在宅ワークで急増中のクラウドソーシング。利用者の特徴は?
新型コロナウィルスは、想定外のスピードで日本の職場にテレワークを浸透させました。今回は株式会社ヴァリューズによる国内ユーザー行動ログから、登録者が倍増中のクラウドソーシングの利用動向を考察してみましょう。
クラウドソーシングの利用者も増加
緊急事態宣言が発令された4月は、中でもクラウドワークスのユーザーが急増しました。2019年秋以降ユーザーが減少気味だったココナラ、また一時期50万人を下回っていたランサーズも、今年に入ってユーザー数が増加傾向。
クラウドソーシングで提供されるのはどちらかというとオンラインで完結するデータ入力やプログラミング、デザイン、ライティングといった仕事が多いため、失業者の全てが流れてくるわけではありませんが、一定の相関は見られるといえそうです。
2020年3月末時点のクラウドワークスの登録ワーカーは前年同期比98万人増の369.2万人。ココナラとランサーズは人数を公開していませんが、「日刊SPA!」の記事によれば、ココナラは5月に月次の登録者数が前年同月比で2倍以上に急増、ランサーズも同様に昨年同期比2倍に増加しているとのこと。
専業フリーランスも会社員の副業も含む数ですが、いずれにせよクラウドソーシング、そして政府が進める「多様な就業形態の普及」にとっては追い風といえそうです。
勤務時間を超える勢いで減少する年収
コロナ禍に見舞われた2020年最初の半年間、働く人びとの給与所得は明らかに減少。ボーナスが支給される6月を除くと、パートタイム以上に一般労働者の給与所得が激減して5年前に比べて8割強の水準に下がり、とくに5月は84.2%に落ち込んでいます。勤務時間はやはり5月が85.3%と大幅に減ったものの、1-4月は9割以上なので、仕事量の減少を上回る勢いで給料が下がっています。
パートタイムに関しては2019年後半からもともと減っていた勤務時間が1月以降さらに減少して、5月には80.3%にまで落ち込んでいます。ただし給与所得は5月でも2015年の94.9%にとどまり、一般労働者ほどの減収ではありませんでした(仕事にありつけている人の話ですが)。
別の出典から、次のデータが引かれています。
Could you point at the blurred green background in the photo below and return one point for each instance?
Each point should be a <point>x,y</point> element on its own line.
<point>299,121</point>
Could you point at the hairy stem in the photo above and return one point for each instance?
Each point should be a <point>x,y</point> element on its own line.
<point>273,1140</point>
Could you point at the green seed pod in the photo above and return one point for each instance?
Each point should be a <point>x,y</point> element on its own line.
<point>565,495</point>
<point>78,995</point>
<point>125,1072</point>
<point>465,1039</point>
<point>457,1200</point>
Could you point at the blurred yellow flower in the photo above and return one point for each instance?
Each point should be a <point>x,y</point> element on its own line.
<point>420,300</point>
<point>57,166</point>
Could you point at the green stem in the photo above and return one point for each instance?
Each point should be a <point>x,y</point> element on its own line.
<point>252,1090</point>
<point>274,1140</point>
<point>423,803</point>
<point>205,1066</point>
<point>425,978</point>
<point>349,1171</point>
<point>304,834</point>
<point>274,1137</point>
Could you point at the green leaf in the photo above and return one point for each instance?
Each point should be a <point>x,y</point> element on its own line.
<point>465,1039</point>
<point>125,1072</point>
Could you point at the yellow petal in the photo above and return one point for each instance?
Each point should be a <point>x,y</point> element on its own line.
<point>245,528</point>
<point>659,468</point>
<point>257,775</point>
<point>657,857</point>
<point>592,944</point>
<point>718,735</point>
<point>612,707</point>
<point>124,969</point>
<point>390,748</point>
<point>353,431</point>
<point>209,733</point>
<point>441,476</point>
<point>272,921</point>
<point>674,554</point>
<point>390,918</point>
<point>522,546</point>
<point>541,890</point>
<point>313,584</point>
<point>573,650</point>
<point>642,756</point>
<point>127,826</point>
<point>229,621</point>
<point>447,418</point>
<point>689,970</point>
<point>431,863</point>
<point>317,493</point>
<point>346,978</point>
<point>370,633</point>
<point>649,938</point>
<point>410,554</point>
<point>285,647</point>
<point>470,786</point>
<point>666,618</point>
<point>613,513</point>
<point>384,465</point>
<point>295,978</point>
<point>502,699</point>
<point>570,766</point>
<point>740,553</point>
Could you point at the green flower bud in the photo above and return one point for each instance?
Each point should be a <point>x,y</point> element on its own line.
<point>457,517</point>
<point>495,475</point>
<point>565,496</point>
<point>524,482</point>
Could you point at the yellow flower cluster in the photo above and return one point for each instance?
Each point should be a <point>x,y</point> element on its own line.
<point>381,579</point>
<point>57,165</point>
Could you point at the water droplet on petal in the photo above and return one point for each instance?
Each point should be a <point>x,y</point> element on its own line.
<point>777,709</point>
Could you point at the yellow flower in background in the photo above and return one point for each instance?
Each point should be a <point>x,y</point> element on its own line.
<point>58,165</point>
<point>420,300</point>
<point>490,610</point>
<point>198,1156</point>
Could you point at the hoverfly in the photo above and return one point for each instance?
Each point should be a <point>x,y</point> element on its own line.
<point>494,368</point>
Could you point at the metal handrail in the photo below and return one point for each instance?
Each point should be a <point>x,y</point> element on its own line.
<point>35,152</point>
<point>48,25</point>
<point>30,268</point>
ビフォーコロナにおける一般労働者の勤務時間減少は、2019年の記事「二極化する副業の現実」でとりあげた2018年「副業元年」や働き方改革、生産性向上のための様々な施策の結果と考えられ、歓迎すべき面もあったわけですが、給料まで目減りするとなると話は別。
6月、12月のボーナス月以外、2015年よりそもそも一般労働者の給与所得は減っています。加えてこの夏は少なからぬ企業で業績連動の性格が強い賞与の抑制傾向がみられ、賞与を入れた全体金額ではバランスしていた年間給与所得も、もはやあてにならないかもという不安に駆られそうです。